Foreclosure Moratorium Not the End of Detroit’s Housing Crisis
Wayne County is suspending tax foreclosures, but as one housing advocate explains, some landlords will benefit at their tenants’ expense.
With the onset of the COVID-19 outbreak, Wayne County suspended tax foreclosures and their subsequent housing auctions for the foreseeable future. More than 10,000 properties, including about 3,300 owner-occupied homes, were subject to foreclosure this year.
“The moratorium is good if you’re the owner, you get to keep what you have.
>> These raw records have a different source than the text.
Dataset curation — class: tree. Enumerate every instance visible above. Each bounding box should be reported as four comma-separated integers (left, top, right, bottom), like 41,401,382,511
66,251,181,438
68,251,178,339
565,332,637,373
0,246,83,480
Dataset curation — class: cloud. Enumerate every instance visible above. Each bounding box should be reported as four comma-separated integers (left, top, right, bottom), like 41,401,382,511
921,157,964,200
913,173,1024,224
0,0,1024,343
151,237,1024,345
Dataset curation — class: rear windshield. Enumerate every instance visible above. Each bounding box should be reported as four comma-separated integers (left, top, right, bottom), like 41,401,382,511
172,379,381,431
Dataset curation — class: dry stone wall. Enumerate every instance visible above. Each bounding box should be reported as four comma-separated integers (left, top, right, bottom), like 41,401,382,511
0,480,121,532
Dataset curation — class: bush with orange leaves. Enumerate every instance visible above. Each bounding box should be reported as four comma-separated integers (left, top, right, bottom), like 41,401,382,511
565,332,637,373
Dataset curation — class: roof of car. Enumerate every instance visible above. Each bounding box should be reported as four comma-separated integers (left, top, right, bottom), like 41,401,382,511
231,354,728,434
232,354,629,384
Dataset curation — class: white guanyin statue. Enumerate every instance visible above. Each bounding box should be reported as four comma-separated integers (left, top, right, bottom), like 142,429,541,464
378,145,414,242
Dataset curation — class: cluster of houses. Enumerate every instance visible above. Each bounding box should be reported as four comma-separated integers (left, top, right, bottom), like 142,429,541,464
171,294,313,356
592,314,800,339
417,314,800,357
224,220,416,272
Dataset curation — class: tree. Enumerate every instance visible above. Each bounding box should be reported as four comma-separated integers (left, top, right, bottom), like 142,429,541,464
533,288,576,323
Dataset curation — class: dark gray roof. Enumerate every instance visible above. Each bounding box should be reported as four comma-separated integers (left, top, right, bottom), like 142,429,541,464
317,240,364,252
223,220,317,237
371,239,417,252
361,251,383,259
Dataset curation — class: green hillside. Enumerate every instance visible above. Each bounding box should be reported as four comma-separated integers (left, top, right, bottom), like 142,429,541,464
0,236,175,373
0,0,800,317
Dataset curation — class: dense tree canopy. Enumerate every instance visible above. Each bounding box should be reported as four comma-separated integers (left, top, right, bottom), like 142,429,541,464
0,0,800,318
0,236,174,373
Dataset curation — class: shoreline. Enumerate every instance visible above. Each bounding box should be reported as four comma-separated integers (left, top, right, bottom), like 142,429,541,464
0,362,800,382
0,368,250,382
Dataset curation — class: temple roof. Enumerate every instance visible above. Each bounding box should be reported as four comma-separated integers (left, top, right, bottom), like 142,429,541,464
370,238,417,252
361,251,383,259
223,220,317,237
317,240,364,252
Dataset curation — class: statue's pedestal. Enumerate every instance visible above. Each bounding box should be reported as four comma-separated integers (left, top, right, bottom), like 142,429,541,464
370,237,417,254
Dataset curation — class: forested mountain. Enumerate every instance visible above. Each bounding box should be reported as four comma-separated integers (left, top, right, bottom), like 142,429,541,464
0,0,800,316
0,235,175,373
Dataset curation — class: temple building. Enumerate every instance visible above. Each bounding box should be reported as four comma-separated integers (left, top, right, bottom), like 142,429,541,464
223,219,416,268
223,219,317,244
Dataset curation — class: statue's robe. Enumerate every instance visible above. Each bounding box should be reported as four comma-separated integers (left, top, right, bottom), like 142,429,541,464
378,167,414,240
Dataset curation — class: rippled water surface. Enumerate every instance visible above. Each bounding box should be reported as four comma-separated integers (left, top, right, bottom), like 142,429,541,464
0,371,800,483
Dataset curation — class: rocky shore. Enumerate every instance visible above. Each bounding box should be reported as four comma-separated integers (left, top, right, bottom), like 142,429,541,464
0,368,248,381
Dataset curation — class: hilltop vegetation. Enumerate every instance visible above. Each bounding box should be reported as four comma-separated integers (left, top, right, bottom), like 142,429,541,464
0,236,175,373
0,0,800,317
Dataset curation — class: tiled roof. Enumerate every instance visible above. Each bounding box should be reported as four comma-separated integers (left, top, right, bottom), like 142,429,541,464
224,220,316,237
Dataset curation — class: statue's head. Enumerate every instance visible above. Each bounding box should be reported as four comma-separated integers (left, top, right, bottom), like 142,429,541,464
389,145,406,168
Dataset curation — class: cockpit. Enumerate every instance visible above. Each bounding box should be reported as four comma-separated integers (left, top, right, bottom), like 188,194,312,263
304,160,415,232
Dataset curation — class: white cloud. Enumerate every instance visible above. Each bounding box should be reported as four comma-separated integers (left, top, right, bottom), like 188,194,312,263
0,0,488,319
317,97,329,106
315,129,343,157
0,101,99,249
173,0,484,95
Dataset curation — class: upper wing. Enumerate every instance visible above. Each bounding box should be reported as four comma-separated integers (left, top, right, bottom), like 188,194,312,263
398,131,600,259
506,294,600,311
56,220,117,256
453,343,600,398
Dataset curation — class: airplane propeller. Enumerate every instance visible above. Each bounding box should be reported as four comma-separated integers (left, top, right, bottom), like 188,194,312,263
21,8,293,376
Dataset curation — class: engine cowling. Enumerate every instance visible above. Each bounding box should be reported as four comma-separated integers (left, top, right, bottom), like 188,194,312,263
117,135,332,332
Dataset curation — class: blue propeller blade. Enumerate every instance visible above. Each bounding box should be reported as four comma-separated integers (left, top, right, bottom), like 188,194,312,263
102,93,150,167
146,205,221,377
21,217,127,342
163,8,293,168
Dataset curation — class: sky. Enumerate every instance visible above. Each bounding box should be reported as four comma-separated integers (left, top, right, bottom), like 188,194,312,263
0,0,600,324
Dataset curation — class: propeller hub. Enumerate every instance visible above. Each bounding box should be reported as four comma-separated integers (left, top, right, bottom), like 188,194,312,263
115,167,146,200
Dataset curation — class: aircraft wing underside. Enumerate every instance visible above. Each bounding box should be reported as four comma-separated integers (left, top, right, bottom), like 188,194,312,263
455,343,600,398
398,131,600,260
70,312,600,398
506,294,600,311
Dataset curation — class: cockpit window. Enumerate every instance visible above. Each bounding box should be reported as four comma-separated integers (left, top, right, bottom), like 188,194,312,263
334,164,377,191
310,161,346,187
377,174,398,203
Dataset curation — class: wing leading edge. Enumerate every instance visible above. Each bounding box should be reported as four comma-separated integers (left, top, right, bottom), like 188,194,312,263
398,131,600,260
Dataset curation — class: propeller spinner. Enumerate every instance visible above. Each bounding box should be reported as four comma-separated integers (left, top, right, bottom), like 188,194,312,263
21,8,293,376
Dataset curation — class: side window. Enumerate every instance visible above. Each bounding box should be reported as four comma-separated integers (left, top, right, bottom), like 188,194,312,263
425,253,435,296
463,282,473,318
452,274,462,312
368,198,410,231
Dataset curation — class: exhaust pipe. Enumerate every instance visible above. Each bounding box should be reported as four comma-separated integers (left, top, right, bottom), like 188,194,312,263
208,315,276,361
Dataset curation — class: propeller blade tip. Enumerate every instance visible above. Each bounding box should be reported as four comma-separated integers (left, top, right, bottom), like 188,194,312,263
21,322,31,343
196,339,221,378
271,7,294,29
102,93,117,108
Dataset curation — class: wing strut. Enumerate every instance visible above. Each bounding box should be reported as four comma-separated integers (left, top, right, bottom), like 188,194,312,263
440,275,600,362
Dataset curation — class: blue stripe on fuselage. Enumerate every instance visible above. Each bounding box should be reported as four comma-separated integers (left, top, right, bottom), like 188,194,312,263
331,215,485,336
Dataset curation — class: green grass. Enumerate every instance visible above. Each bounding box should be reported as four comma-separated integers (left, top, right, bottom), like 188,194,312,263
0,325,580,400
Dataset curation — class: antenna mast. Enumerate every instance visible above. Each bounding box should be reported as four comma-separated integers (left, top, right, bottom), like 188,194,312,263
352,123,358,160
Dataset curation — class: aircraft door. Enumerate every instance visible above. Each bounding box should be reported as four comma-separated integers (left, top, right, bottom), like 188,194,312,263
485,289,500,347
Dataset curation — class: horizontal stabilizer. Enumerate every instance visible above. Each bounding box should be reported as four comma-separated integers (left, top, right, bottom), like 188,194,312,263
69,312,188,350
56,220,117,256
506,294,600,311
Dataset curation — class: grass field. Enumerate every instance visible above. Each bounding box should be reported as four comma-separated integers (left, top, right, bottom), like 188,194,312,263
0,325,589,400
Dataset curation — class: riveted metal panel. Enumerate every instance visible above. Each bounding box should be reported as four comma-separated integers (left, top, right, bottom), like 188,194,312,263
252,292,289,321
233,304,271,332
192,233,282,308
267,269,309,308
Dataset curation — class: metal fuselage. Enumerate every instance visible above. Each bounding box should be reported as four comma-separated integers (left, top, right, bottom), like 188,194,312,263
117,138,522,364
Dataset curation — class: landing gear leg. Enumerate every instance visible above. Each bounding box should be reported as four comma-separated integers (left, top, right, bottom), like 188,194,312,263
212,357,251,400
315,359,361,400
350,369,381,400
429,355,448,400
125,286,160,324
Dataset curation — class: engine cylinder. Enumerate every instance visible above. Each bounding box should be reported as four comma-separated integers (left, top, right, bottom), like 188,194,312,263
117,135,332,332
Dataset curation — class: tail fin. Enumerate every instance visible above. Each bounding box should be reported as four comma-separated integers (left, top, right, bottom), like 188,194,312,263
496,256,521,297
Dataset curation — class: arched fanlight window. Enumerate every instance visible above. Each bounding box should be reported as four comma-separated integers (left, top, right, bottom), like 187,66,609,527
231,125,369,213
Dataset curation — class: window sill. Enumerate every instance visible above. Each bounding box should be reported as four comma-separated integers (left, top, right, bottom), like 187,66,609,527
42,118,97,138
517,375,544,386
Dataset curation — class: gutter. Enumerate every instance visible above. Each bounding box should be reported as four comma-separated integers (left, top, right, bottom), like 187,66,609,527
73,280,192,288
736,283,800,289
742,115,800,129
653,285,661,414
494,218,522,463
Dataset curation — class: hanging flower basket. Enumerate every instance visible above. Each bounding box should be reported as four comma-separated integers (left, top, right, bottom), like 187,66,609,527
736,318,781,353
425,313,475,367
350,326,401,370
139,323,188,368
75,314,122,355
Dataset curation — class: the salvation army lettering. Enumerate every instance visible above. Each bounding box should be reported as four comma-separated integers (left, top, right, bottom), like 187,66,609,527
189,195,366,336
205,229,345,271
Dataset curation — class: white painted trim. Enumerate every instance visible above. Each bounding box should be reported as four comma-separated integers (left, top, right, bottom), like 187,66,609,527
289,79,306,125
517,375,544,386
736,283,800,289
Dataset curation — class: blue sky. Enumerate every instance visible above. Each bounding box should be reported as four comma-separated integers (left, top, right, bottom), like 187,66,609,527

It’s bad if you weren’t the owner.” – Michelle Oberholtzer, United Community Housing Coalition.
Michelle Oberholtzer, the director of tax foreclosure prevention for United Community Housing Coalition, usually tries to stop that process.
“The most benign cases in my opinion of when the foreclosure moratorium could be a bad thing are with vacant homes or vacant parcels of land that are just going to kind of rot and sit there for another year when they could be sold or made available in a different way,” Oberholtzer says. “And the more severe cases when the moratorium is harmful are occupied homes, where the ownership is either hostile or neglectful or somehow impeding progress that is needed.
As she tells WDET’s Eli Newman, that relief does not extend to most Detroiters. Most residents rent and will likely be paying their landlords through the pandemic. As she tells WDET’s Eli Newman, delaying foreclosures has some negative side effects.
Click on the player above to hear Michelle Oberholtzer discuss Wayne County’s foreclosure moratorium, and read the transcript, edited for length and clarity, below.
Eli Newman, 101.9 WDET: In a way, the tax foreclosure is, in essence, more harmful to somebody who rents in Detroit, or who’s on land contract in Detroit than somebody who actually owns their house outright.
Michelle Oberholtzer, United Housing Community Coalition: The moratorium is good if you’re the owner, you get to keep what you have. It’s bad if you weren’t the owner.
We see everything from the spectrum of an absentee landlord where there is no one to pay, there is no one to buy the house from. The house is falling apart. The person who lives there, they call it home, they would like to invest in it, but they need to know that they have rights to it. And then we have super predatory situations where there may be a scammy land contract or a landlord who is really doing everything but their responsibility. They’re just there to collect money and extract and they’re not reinvesting and they just bought another year of impunity. This is not really just a bailout for low-income homeowners. There were solutions for those people.
That kind of delay has an effect on programs that allow tenants’ first rights on purchasing a home. So can you explain how it affects them in that way?
Ever since last year, we’ve been meeting residents of homes that were facing foreclosure this year who are not the owner, and either there is a landlord or there isn’t, but they’d like to become the owner. And so we actually look forward to the foreclosure.
I tell a lot of people this is actually a blessing for you because it could give you an opportunity to own the house that you live in. And what happens is the tax foreclosure, when it happens, the Wayne County Treasurer becomes the owner. So it breaks the title from whoever owned it before, now it’s owned by the Wayne County Treasurer, and they then offer the home to the City of Detroit.
The city has a program in partnership with United Community Housing Coalition, where they’ll buy occupied homes who are qualified for this program where the resident can buy it. So our experience after the moratorium was in making rejection phone calls and sending letters to hundreds of people who would be hopeful that they could buy their home and now they cannot and, you know, there are a lot of really complex and difficult situations that are going to result.
Ultimately, what needs to be done to protect Detroit’s most vulnerable residents at this time and going forward?
One of the things that we need to do to protect Detroit’s most vulnerable residents is to make sure that there are ways that they can withhold rent if there are outright violations to rental code being made, unfit housing situations where someone is still extracting a profit when they are not holding up their end of the bargain.
So we have to continue to push for renters’ rights in that way. We need to get better data. Some of it is a capacity issue. We may need more staffing that is dedicated to these issues. But this is a government-run foreclosure. The government register of deeds the government assessor’s office, the government treasurer, these agencies need to be working together so that they know which houses are owned by whom and which ones are owner-occupied so they don’t have to revert to sweeping measures when nuance is required.